The simplicity of the Reverso Tribute dial – with its faceted appliqué hour-markers and Dauphine hands – places full value on the beauty of its decoration. An artistic response to the miniature painting on the case back, this dial is decorated with an unusual, wavy guilloché pattern chosen to echo the effect of moving water. Executed by hand, using a century-old lathe for which a special cam was tooled to achieve this particular pattern, the visual effect of the waves is amplified by layers of translucent grand feu enamel in a soft shade of green that exactly matches a detail of the painting on the reverse side.

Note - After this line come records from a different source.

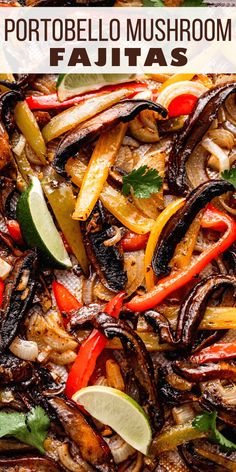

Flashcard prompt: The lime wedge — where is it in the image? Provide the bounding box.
[72,385,152,455]
[16,177,72,268]
[57,74,136,102]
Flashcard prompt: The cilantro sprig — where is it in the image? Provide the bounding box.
[192,411,236,451]
[221,167,236,189]
[122,165,162,198]
[0,406,50,454]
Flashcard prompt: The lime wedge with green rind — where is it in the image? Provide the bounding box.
[16,177,72,268]
[72,385,152,455]
[57,74,136,102]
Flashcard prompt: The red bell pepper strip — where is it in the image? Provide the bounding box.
[6,220,24,245]
[190,341,236,365]
[52,280,82,327]
[0,279,4,308]
[121,232,150,252]
[126,205,236,311]
[25,82,148,110]
[168,93,198,118]
[65,292,125,398]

Following multiple firings to build up the enamel layers, the final challenge is the faultless application of the indexes (which requires tiny holes to be drilled through the pristine surface of the enamel) and the transfer of the chemin de fer minutes register.

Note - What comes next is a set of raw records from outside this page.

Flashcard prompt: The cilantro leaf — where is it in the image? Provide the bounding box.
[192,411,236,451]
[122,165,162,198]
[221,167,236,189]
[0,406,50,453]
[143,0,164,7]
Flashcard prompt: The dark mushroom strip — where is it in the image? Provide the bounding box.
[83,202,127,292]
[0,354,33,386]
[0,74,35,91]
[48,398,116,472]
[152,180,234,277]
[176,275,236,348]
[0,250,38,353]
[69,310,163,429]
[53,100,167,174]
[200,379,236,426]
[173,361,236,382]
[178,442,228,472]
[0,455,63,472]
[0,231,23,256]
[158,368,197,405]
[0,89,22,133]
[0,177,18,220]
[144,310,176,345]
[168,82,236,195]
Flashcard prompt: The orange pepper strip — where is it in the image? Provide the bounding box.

As with all enamelling, the firing process can change colours in unpredictable ways, so for both the back and the front of the Reverso Tribute Enamel Hokusai, many hours of research and experiment were required in order that the dial colour would perfectly match the painting on the reverse, and that the painting would give a faithful rendering of Hokusai’s original colours. In addition to these hours of research, almost five working hours must be dedicated to the guillochage alone, followed by eight working hours for the layers of translucent green enamel. More than 70 working hours are required only to paint the miniature masterpiece on the case back.
The Japanese artist best known in the West, Hokusai (c.1760–1849) was a highly prolific illustrator, printmaker and ukiyo-e artist. His fame was secured when he was in his eighties, by his monumental woodblock print series Thirty-Six Views of Mount FujiI, which includes The Great Wave off Kanagawa (Kanagawa oki nami ura), one of the world’s best-known works of art. (Jaeger-LeCoultre honoured that work by reproducing it as a miniature enamel painting on a limited-edition Reverso in 2018.)
Thanks to a craze for ukiyo-e painting, which depicted the hedonistic lifestyle of the merchant class in Edo Japan (1600–1868), woodblock printing flourished from the 17th to 19th Century, as a means of reproducing those paintings. Innovative in his composition and use of colour, Hokusai was instrumental in transforming ukiyo-e from a style of portraiture into a broader genre that included landscapes, plants and animals. As a consequence of his fame, ukiyo-e and woodblock prints became central to forming the West's perception of Japanese art.